Dans la plupart des exercices de branding, audit ou évolution de stratégie de marque auxquels j’ai participé, et dans nos métiers en général, le concept de marque est utilisé de manière très étroite : il flirte avec la surface de manière superficielle ; il ne s’engage pas assez dans l’opérationnel. La marque est considérée comme un habillage, alors qu'il s'agit d'un vecteur de culture, de transition, de valeur partagée... C’est la formalisation, le développement, l’accélération d’une culture business tournée vers un équilibre entre la robustesse, la performance et l’équilibre sociétal. Un outil de mise en relation et un levier d’action et d’authenticité.

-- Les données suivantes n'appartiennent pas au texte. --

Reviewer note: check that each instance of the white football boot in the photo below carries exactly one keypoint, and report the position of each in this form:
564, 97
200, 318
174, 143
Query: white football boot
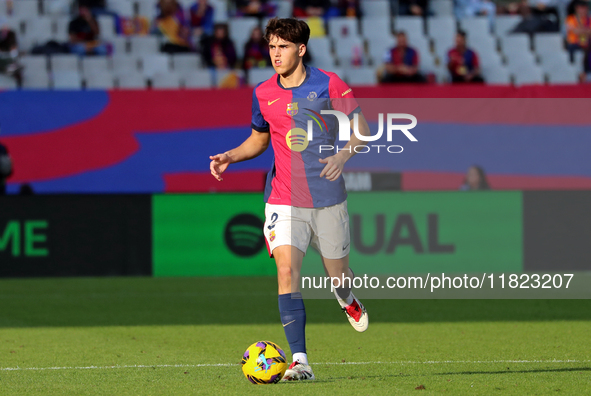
357, 315
298, 372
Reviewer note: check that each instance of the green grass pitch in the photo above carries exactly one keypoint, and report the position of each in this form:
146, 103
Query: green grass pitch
143, 336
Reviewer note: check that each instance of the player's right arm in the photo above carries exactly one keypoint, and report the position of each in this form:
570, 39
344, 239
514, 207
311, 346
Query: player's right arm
255, 145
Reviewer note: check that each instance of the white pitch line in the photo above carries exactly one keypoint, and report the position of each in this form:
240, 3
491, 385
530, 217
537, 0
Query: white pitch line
325, 363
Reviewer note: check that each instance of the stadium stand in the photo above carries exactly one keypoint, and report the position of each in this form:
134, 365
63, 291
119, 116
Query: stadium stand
355, 45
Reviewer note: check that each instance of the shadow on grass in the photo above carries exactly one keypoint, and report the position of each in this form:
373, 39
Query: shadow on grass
532, 371
247, 300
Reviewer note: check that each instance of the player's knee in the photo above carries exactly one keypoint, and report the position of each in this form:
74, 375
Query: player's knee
284, 274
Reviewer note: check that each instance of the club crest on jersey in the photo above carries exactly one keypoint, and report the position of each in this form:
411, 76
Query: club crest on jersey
297, 139
292, 109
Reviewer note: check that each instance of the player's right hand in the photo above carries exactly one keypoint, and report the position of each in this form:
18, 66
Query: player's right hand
219, 163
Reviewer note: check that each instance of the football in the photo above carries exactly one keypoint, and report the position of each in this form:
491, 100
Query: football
264, 363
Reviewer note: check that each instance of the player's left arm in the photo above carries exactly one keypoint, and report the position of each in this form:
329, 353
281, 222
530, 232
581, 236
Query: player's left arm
344, 101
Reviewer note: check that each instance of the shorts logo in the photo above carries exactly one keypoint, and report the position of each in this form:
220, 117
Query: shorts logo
297, 139
292, 109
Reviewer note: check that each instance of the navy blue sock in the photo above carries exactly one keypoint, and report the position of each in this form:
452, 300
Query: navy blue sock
293, 318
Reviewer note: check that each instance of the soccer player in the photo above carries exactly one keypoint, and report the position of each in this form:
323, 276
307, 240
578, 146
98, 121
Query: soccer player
305, 193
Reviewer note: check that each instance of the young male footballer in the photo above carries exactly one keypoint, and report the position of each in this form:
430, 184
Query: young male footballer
305, 192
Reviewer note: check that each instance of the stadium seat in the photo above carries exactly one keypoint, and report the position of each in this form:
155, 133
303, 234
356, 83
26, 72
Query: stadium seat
22, 9
123, 64
442, 31
198, 79
131, 81
258, 75
361, 76
7, 82
548, 43
475, 26
147, 8
143, 45
347, 49
95, 64
578, 61
64, 62
515, 43
343, 28
62, 24
320, 51
504, 24
377, 48
120, 45
520, 61
373, 28
565, 75
37, 31
496, 74
67, 79
123, 8
35, 79
106, 27
442, 7
103, 79
375, 8
34, 63
168, 80
411, 25
186, 62
284, 8
56, 7
529, 75
154, 64
220, 13
240, 29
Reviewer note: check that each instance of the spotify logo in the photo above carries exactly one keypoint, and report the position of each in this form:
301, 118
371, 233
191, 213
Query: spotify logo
297, 139
244, 235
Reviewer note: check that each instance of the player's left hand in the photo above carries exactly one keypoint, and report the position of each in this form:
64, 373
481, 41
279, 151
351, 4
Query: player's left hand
334, 167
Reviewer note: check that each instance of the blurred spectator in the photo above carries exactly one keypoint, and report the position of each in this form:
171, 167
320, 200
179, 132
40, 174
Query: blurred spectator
256, 51
463, 63
201, 19
172, 25
349, 8
26, 190
578, 28
401, 63
218, 51
5, 168
255, 8
413, 7
84, 34
312, 8
475, 179
472, 8
9, 53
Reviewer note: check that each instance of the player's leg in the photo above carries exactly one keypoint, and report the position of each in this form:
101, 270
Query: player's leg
355, 311
332, 239
287, 238
292, 310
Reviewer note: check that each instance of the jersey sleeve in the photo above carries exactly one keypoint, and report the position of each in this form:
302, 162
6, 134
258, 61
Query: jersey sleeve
341, 97
258, 122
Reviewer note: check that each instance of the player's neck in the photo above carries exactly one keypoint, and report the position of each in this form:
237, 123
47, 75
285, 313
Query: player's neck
295, 78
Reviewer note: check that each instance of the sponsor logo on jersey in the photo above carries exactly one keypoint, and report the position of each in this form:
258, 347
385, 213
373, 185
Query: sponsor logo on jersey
297, 139
292, 109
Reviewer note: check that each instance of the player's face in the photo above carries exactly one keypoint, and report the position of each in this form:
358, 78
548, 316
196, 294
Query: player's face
286, 56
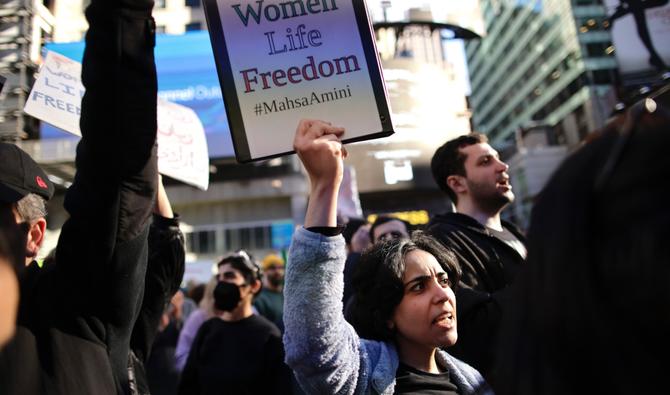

Ce qui ne diminue en rien la valeur du design mais élargit le rayon d’action d’une marque en général… 
 
Un consultant extérieur peut agir sur tous ces leviers et à tous ces niveaux de décision ?
 

Seul parfois oui, parfois pas. Je vais évidemment activer mon réseau. 
 
La base de l’activité de consultance que je propose aux organisations et entreprises repose sur la stratégie de marque, d'entreprise ou de positionnement, le coaching de dirigeants, la guidance et le mentoring ; elle inclut des formations sur mesure, ainsi que des études de perception et d'assessment sociétal. Le tout, je le répète, pour les aider à développer un meilleur positionnement, une robustesse et une efficacité accrues, en s’inscrivant dans les transitions avec des KPI financiers et sociétaux adéquats, une vision à plus long terme, une mobilisation interne et/ou des stakeholders externes. Je propose aussi une  mise en action de "purpose" en mode storydoing. 
 
Tout cela sera évidemment fonction du stade d'éveil et de motivation des entreprises et de leurs dirigeants par rapport aux enjeux que j'ai décrits. Mais quoi qu'il en soit, mon souhait est de collaborer avec d'autres personnes qui partagent ces valeurs et envies.